With thanks to Runamokisay
Everything
is everything…yes, really!
March 17th, 2007
The New Scientist ran an interesting article recently
about the apparent structure of the universe when viewed at enormous
scales. An Italian research team, looking at maps of the distribution
of galaxies throughout space, has decided that the universe is fractal.
That is, it displays patterns that repeat at various levels of magnification,
just like the Mandelbrot Set and this rather kickass vegetable.
Whether you look at the universe on a map covering 200 million light
years, or 10 nanometers, there will be elements reflecting the same
patterns.
This is just about as far away from standard cosmology
as you can get. For decades scientists have all been under the assumption
that matter is more or less evenly distributed throughout space,
and any patterns we see are just local clumps caused by…..gravity?
All of the equations we use to describe the universe (including
those of general relativity) are based on this more or less even
distribution.
But this whole fractal view throws the whole thing
into question. What if the universe doesn’t work anything
like we think it does? What if we are just an infinitesimal part
of a mega-pattern that has existed as long as time, doing nothing
but propagating itself endlessly, playing host to countless smaller
systems that all reflect their mother? What if all the fractal-like
patterns we observe in nature (like snow flakes, mountain ranges,
some clouds, our circulatory systems, that cool broccoli) exist
because they are in fact little components of a mega-fractal? What
if the quantum world behaves in a fractal-like manner (whatever
that means) and that is where all of this comes from? The New Scientist
article actually mentioned a little-known grad student who came
up with a theory to explain the quantum world in fractal terms,
which he called scale relativity. What if we need to change the
way we think about the world? Is this why fractals and everything
that involves fractals are so aesthetically beautiful?
Even more interesting in view of all this is this
article that I stumbled across a few weeks ago. Neuroscientists
were able to observe the way that networks of neurons fire, in real
time, and saw that
“Intriguingly, each frequency-specific brain
wave looked like all the others did, although it operated on a unique
scale. Biological patterns that repeat in this way over different
scales of measurement are known as fractals.”

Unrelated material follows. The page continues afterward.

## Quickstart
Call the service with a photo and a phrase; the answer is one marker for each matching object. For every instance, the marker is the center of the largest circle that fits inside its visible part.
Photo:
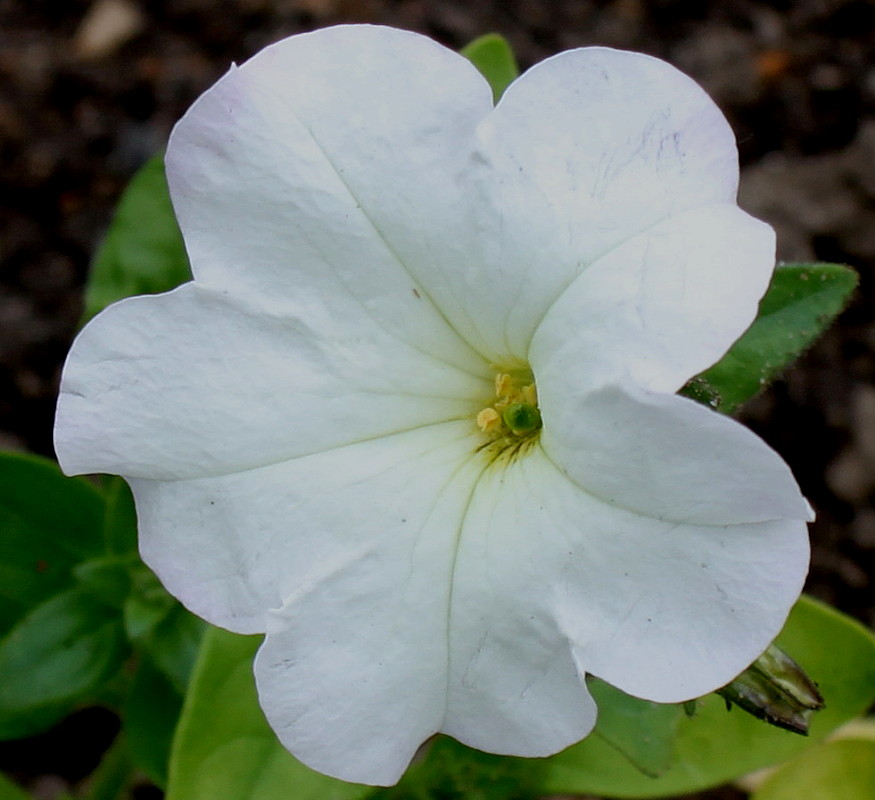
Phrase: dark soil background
(90, 89)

Yup. The brain works in fractal patterns. Is this
why we are so smart? As the Oxford physicist David Deutsch noted
during his wonderful TED Talk , humans seem to be the only creatures
that can walk around with working models of the entire universe
in their heads.
“Billions of years ago, and billions of light
years away, the material at the centre of some galaxy collapsed
under its own weight towards a super-massive black hole. Intense
magnetic fields directed some of the matter and gravitational energy
of that collapse back out into narrow jets travelling near the speed
of light, illuminating surrounding lobes of gas with the brightness
of – I think it’s a trillion suns.
The physics of the human brain could hardly be more
unlike the physics of that jet. We couldn’t survive for an
instant there. It would be a bit like facing a supernova explosion,
at point blank range, for millions of years at a time. And yet that
jet happened in precisely such a way that billions of years later
on the other side of the universe, we can accurately describe, and
model, and predict, and explain what that jet really is. So the
one physical system, the human brain, contains an accurate working
model of the other, the quasar. Not just a superficial image of
it (though it contains that as well) but an explanatory model that
embodies the same mathematical relationships and causal structure.
That’s knowledge.
And if that weren’t amazing enough, the faithfulness
with which the one structure resembles the other is steadily increasing.
That’s the growth of knowledge. So the laws of physics have
this special property that physical objects very unlike each other
can sometimes have the same mathematical and causal structure embodied
in them – and that this can become more so over time.”
Are we so smart because the structure of our brain
and the patterns it exhibits are somehow in tune with the overall
structure of the universe as a whole? Are our brains the pinnacle
of biological evolution precisely because they have reached the
point where they behave in the same way as every non-biological
thing in the universe? Is everything everything? Are we just another
manifestation of some incomprehensibly beautiful, ever-changing
meta-pattern of space-time?
Probably yes. I do have a tendency to draw connections
where they may be unexpected. That is an overwhelming thought, isn't?